The district court concluded as a matter of fact that Amax did not sell excess moisture separately from coal. This finding has the support of reason and evidence; Amax has not put forth any significant grounds upon which we could find it clearly erroneous. Nor does it really matter whether Amax sold coal under BTU or per ton contracts. The tax issue remains the same — to what price should the IRS apply the BLET. Therefore, it appears that the lower court properly interpreted the statute and properly applied the law to the facts.

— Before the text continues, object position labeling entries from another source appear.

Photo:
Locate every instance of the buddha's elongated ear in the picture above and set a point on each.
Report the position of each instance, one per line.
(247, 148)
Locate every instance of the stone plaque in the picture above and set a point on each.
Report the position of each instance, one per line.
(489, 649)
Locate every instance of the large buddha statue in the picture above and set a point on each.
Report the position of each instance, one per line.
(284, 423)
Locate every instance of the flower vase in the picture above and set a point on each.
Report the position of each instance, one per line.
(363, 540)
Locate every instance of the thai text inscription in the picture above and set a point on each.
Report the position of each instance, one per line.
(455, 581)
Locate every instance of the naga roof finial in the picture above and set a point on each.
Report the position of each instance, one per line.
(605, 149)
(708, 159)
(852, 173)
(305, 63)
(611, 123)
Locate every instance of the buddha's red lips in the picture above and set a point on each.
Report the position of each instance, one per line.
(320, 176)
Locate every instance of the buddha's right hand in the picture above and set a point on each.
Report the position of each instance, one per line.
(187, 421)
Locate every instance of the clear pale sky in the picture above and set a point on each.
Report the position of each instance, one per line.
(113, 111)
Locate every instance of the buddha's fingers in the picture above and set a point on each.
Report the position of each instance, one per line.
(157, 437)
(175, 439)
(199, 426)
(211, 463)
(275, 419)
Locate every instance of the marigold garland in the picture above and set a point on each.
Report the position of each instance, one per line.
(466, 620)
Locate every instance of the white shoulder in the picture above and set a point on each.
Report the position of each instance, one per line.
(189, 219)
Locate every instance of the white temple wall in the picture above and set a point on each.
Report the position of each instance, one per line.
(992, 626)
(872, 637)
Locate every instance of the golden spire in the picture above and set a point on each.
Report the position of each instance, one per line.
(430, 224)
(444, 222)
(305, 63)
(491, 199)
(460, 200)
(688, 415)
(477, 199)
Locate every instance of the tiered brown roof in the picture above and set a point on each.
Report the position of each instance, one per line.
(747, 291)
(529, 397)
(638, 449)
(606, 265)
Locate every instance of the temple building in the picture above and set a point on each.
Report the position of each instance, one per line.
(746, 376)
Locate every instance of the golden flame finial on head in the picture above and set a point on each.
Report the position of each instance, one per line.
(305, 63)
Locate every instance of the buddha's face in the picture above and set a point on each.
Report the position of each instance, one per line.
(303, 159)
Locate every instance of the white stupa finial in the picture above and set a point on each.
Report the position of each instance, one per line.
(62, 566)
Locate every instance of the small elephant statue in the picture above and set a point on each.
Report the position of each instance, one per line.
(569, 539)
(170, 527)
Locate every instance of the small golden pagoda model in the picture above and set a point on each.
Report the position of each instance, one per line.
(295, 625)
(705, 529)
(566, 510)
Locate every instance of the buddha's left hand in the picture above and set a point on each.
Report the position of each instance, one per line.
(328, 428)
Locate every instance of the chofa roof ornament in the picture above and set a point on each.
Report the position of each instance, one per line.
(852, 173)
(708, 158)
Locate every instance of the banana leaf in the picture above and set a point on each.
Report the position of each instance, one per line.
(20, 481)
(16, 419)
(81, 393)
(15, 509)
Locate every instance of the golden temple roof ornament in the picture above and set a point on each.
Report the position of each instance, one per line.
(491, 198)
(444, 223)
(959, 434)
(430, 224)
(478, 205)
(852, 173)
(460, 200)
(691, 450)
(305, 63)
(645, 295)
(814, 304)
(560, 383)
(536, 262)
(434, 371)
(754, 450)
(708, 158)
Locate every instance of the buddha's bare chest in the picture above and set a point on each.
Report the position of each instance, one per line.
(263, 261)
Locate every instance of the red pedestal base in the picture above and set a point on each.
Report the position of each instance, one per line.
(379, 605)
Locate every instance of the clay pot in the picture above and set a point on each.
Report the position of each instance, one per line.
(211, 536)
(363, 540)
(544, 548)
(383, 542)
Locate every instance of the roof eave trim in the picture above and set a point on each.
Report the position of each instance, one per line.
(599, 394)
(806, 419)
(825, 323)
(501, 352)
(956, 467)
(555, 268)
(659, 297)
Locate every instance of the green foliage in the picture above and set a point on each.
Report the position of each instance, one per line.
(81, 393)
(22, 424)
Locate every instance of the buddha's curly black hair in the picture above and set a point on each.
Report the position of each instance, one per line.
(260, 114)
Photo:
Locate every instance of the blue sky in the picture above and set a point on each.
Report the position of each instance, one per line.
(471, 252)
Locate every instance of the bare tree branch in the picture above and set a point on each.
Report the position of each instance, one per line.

Finally, with regard to the amount of the judgment, both the IRS and Amax explain that the district court erred in ordering a refund of overpaid taxes with interest running from the date of the assessment. Amax had paid an assessed tax liability of $1,343,192 and interest of $352,917.58. The court ordered a refund of $276,399.01 of overpaid principal but did not order the IRS to refund the corresponding interest. Amax deserves a refund of that part of the interest attributable to the overpayment, namely $72,622.58. In addition, the parties both explain that the court erred by ordering interest from the date of the assessment. The court should have ordered interest from the date of the overpayment, January 21, 1993, as required by I.R.C. sec. 6611(b)(1). Thus, we must REMAND with instructions that the court issue a new judgment ordering the government to pay Amax a refund of $349,021.59 with interest from January 21, 1993. In all other respects, the judgment of the district court is AFFIRMED. Each side shall bear its own costs.